Contraception in the Time of COVID-19 at Mass General
As in other areas of medicine, delivery of gynecological care has been changed by the COVID-19 pandemic. Access to safe and effective contraception is paramount especially during a pandemic, and the Department of OB/GYN is committed to caring for patients and improving access. As clinicians look toward the future, Dr. Pocius notes three ways that Mass General has changed its approach to contraception care:
- Virtual Visits: Instead of traditional in person office visits, patients now have the opportunity to have virtual contraception visits either over the phone or via video platforms like Zoom. In many situations, patients can now receive the same contraceptive care without physically coming in to the office. This saves both time, money and child care needs for many patient—and minimizes exposure risk. Counseling for all contraceptive methods and provision of prescriptions for contraceptive pills, patches, rings and diaphragm can be provided via virtual visits. Additionally, even patients who require in-person visits for procedures, such as IUD or contraceptive implant insertion, can receive pre-procedure counseling over the phone to minimize time in the office. Dr. Pocius says: “We're encouraging video visits when possible for our gynecology patients. It allows our patients to see us and for us to see them.” She notes that not all patients want to speak over video, and many do not have access, so in those cases phone calls also work
- Minimizing the Number of Visits: At Mass General, the team tries to cover as many needs as possible within one visit, for the sake of convenience and to minimize the total number of visits needed. “I’ve always felt passionately about offering one-stop shopping to our patients,” Dr. Pocius says. “I know it’s a burden to get here and take time off, and the pandemic has further emphasized that if you’re here, we want to do everything physically possible—whether that means counseling, procedures, pap smears, labs, etc.—to minimize the number of visits to the hospital.”

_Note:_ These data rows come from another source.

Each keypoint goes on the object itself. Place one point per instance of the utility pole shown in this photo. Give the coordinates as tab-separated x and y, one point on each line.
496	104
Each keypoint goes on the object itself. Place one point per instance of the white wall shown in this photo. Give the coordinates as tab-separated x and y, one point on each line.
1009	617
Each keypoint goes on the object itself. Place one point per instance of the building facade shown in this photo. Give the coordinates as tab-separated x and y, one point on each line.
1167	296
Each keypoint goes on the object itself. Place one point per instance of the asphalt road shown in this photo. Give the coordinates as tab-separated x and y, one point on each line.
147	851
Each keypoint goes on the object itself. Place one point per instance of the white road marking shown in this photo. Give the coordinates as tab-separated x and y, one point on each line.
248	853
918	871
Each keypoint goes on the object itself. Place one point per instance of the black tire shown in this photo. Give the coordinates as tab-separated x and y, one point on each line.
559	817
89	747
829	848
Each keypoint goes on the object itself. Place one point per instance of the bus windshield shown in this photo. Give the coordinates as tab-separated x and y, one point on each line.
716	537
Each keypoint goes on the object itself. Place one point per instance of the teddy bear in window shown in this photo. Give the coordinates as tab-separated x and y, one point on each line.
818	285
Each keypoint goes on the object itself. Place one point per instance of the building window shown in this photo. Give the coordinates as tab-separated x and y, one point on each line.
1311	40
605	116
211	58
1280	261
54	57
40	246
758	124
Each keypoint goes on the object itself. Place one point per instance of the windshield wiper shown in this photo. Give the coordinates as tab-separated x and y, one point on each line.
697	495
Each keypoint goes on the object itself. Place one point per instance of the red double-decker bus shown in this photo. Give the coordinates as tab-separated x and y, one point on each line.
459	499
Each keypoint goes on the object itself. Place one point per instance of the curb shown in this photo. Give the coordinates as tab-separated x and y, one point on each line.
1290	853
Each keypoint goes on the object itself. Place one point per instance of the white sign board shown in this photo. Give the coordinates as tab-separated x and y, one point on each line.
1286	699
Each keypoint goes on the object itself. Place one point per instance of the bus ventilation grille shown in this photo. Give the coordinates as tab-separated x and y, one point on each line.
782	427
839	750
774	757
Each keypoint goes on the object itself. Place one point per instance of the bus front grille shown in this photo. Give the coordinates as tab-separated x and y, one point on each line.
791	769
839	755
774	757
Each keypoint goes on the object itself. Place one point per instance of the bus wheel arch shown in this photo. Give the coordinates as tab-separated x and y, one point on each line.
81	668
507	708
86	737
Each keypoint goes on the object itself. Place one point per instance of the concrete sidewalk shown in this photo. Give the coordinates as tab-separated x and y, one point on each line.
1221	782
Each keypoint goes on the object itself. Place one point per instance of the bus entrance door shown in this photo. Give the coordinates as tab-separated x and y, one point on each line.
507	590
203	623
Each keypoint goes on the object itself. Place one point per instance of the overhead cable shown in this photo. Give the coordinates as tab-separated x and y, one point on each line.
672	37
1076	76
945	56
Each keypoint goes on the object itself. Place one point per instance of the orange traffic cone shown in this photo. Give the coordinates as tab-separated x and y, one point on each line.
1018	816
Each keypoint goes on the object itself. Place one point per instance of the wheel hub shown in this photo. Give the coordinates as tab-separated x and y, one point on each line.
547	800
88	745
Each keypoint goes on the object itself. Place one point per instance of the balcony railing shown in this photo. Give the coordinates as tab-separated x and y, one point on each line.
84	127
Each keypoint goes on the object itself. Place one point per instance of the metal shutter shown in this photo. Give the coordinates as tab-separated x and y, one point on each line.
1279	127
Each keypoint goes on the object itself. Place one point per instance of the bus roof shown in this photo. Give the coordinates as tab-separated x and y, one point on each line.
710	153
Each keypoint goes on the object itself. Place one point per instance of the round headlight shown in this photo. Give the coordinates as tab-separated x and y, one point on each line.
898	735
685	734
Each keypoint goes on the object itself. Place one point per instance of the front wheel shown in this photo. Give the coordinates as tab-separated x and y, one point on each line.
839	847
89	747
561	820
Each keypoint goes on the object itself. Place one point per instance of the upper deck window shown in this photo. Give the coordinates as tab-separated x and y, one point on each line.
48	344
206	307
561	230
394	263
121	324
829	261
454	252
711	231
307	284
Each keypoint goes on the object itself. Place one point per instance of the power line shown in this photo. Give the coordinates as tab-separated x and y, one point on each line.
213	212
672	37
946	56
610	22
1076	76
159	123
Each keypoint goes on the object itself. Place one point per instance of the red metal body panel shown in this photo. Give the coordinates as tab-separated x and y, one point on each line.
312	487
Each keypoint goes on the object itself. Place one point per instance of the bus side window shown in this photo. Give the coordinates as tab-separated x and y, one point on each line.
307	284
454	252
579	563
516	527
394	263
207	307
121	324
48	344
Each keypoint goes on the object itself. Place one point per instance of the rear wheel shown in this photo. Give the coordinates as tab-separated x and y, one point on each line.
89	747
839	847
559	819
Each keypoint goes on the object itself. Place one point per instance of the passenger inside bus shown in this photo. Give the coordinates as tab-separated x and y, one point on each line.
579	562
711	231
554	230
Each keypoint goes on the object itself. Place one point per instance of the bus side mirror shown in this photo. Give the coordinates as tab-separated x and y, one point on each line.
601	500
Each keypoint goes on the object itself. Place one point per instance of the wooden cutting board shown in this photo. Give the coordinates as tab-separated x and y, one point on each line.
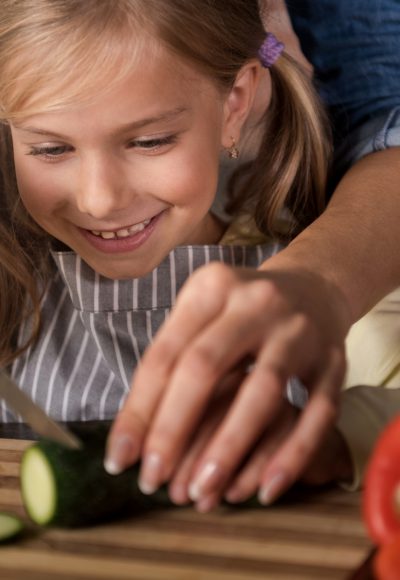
304	537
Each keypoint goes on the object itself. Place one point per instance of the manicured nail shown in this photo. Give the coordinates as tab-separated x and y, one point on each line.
122	451
150	477
270	491
235	495
208	477
179	494
207	504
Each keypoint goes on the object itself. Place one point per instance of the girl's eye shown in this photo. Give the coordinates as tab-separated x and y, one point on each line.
153	144
49	152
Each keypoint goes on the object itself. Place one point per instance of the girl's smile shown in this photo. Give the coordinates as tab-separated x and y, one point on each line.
132	173
124	239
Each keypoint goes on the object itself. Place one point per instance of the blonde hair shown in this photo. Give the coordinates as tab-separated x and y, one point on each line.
54	53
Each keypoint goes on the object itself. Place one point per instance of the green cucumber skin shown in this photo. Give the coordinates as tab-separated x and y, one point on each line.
86	493
14	535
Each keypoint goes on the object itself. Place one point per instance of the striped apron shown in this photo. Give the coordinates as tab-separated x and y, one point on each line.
95	330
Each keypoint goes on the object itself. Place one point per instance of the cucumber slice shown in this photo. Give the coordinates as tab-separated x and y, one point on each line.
70	487
10	526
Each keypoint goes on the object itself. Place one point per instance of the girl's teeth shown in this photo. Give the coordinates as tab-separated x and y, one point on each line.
123	233
107	235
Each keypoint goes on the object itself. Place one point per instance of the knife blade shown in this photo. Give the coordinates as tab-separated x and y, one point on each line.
34	415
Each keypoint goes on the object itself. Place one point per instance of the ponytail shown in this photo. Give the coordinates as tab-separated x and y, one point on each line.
289	173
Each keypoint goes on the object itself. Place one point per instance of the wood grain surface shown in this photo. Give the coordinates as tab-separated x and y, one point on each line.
306	536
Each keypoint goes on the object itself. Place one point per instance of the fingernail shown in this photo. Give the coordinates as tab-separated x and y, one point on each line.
123	449
270	491
179	494
150	477
235	496
207	504
208	477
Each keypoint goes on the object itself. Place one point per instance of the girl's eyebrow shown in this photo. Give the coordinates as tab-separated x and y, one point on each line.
134	125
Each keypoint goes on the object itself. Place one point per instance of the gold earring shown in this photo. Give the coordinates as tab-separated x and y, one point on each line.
233	151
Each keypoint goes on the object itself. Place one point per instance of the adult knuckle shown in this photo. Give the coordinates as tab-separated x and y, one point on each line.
202	361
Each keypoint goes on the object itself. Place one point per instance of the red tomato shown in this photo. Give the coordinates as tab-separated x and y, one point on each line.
381	507
387	561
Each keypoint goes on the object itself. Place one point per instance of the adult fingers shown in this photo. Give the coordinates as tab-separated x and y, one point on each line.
207	291
259	400
291	459
228	339
246	481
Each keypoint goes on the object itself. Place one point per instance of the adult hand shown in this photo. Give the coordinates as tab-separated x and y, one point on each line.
290	322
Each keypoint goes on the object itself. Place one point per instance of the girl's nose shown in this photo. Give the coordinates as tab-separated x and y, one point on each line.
102	189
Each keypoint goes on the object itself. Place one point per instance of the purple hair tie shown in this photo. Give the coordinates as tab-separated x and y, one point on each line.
270	50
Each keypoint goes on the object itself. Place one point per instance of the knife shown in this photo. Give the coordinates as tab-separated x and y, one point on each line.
34	415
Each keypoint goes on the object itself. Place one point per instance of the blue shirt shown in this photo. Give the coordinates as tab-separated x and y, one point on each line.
354	46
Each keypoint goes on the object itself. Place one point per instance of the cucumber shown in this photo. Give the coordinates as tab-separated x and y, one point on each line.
70	487
10	526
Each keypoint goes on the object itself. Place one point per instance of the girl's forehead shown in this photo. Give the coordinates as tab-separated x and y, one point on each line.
148	87
82	79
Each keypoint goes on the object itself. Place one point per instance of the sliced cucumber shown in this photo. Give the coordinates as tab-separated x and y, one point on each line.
70	487
10	526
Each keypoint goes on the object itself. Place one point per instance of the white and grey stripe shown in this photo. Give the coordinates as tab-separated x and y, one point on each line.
95	330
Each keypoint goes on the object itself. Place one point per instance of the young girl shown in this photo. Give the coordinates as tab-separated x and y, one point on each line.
117	116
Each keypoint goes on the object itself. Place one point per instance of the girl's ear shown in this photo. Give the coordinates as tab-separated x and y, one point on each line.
239	102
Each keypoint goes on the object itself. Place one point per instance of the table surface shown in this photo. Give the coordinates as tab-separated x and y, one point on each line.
305	536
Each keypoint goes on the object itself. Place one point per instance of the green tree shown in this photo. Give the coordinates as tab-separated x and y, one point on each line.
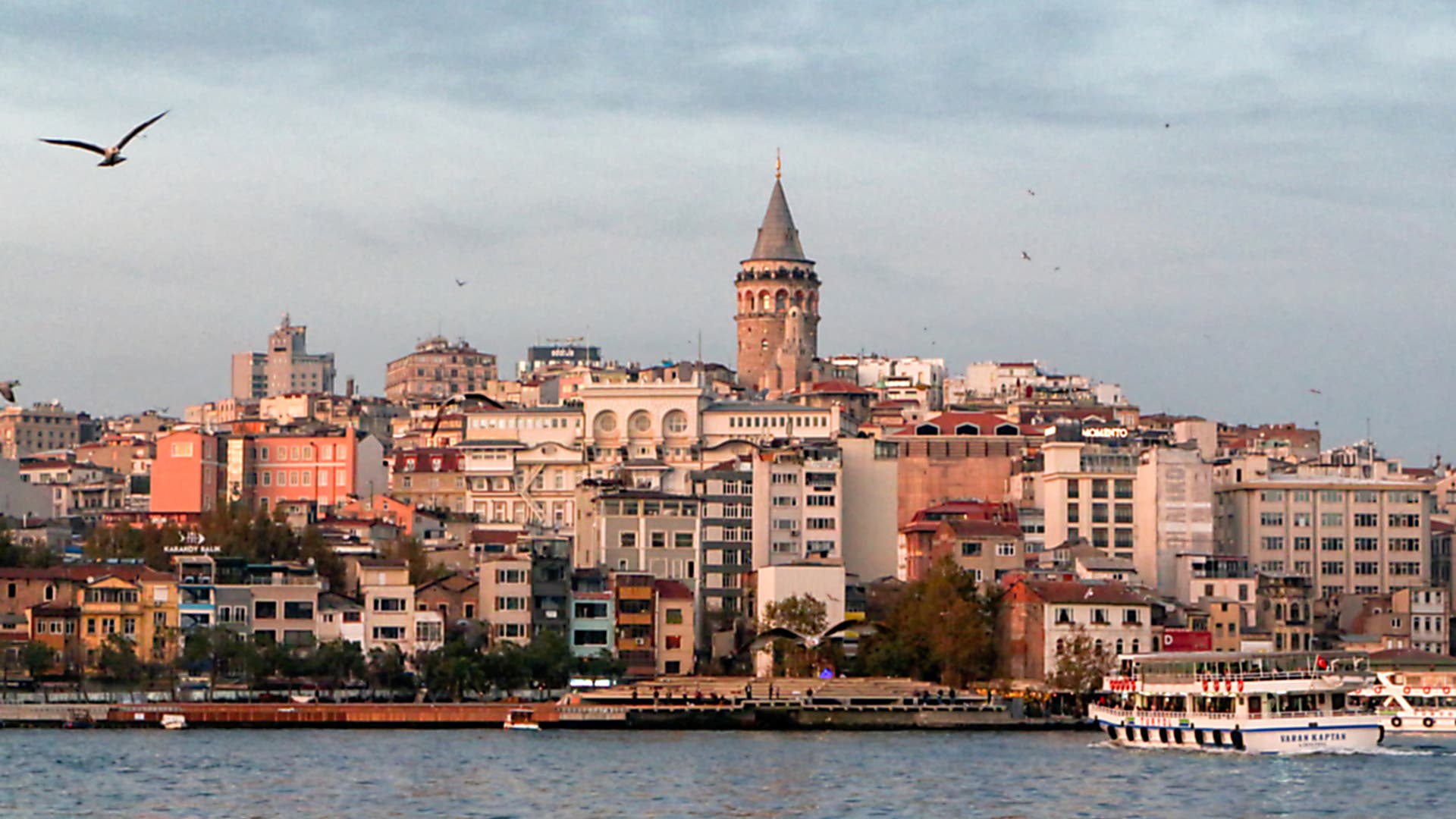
940	630
1082	662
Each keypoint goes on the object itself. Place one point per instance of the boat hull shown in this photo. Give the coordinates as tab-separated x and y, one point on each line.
1343	733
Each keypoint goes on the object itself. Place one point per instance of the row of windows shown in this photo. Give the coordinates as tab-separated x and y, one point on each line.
1365	519
1338	496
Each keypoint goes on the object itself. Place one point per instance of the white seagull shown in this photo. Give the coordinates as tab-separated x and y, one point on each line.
109	155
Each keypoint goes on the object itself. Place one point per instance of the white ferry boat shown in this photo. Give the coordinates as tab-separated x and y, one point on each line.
1413	692
1256	703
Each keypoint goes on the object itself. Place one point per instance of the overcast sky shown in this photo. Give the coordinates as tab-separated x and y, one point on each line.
601	169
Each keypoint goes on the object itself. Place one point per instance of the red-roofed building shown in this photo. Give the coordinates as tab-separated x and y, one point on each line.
1038	617
676	627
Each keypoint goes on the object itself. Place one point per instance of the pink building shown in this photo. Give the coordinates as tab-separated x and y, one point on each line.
327	468
187	475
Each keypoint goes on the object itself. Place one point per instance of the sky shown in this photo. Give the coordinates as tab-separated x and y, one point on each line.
1247	202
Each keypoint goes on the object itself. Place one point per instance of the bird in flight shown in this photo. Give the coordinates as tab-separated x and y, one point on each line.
457	398
111	156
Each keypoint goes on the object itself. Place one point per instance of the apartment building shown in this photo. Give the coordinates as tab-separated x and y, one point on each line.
436	371
1348	535
287	366
41	428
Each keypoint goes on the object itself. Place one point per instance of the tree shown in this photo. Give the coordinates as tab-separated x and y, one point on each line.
118	661
38	659
1082	662
940	630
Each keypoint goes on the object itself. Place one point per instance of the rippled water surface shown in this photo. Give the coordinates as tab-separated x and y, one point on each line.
647	774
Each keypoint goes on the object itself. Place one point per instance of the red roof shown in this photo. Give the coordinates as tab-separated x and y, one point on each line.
673	591
986	423
837	387
1078	592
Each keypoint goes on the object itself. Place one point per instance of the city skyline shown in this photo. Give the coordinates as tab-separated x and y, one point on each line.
1200	175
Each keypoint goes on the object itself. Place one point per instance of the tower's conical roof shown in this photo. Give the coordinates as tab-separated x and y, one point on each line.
778	238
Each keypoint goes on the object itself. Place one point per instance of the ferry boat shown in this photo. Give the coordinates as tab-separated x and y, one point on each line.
1254	703
1413	692
520	720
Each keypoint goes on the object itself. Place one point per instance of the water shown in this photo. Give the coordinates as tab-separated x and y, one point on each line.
666	774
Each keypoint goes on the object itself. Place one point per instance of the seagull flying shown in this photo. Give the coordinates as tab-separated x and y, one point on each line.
457	398
109	155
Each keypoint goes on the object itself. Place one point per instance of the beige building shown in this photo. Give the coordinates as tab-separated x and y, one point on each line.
437	371
41	428
287	366
1348	535
389	604
506	596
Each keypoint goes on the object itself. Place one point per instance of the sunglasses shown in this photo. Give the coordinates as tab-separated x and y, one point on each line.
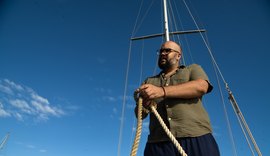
166	51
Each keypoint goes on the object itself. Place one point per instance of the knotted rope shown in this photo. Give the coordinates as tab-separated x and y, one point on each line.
139	127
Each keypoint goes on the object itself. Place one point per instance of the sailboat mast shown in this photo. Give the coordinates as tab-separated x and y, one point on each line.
166	25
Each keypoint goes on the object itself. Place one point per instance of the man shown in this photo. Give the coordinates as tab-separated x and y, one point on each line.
178	92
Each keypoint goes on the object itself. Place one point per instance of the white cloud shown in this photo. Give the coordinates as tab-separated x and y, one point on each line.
22	102
42	151
3	113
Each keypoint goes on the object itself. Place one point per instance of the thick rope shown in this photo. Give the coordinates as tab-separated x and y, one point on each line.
168	132
139	129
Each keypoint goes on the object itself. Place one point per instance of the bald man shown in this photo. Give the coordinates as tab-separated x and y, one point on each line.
178	91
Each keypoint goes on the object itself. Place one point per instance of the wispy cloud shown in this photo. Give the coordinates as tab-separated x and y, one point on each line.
22	102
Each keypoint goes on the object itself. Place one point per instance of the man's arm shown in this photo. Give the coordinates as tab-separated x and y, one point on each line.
191	89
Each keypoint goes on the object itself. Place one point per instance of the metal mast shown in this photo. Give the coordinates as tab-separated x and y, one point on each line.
4	141
166	24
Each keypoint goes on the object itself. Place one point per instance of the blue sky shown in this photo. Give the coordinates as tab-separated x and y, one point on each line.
63	66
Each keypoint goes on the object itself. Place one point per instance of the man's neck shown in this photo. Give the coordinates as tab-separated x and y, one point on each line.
170	71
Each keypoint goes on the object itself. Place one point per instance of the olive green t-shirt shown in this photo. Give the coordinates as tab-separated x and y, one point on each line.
184	117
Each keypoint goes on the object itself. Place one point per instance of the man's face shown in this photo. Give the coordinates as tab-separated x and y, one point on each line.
169	56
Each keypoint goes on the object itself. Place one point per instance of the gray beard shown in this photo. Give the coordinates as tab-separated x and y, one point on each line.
168	64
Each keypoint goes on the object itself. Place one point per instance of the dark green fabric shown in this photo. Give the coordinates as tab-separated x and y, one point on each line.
184	117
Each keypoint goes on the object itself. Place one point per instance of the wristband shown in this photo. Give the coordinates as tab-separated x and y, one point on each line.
164	96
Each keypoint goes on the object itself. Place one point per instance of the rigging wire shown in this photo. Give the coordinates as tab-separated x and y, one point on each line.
231	97
226	114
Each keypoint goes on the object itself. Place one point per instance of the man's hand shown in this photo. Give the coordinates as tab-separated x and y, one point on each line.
149	92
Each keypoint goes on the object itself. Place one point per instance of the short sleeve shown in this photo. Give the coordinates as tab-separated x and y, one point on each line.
197	72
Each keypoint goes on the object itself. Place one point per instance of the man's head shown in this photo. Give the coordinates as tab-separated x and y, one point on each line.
169	55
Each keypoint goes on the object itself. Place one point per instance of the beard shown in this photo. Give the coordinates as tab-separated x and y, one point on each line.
165	63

- Postpartum Contraception: In the spirit of minimizing number of visits and utilizing telemedicine, the team has transformed postpartum contraception care. Historically, prescription for postpartum contraception was often delayed until patients’ routine six-week in-person follow up visit with their provider. To minimize in-person visits, the Mass General OB/GYN team has switched many of these routine postpartum visits from in-person to virtual visits. As such, in order to ensure contraceptive access, all patients are now routinely offered contraction before discharge postpartum to minimize the need for an in-person postpartum follow-up visit. Specifically, Dr. Pocius says, providers are now encouraging patients interested in IUD or contraceptive implant to have them placed during their postpartum hospitalization
While, there is still not a clear when the COVID-19 pandemic will end, the Mass General team is ready to help. Individualized family planning care is important. If you have questions or concerns, it’s best to consult with your physician or midwife to discuss your individual risks and options.
“I encourage all our patients to reach out to us with questions or concerns. Though things here at Mass General have definitely changed, we remain committed to caring for all our patients and their pregnancy and contraception needs,” says Dr. Pocius.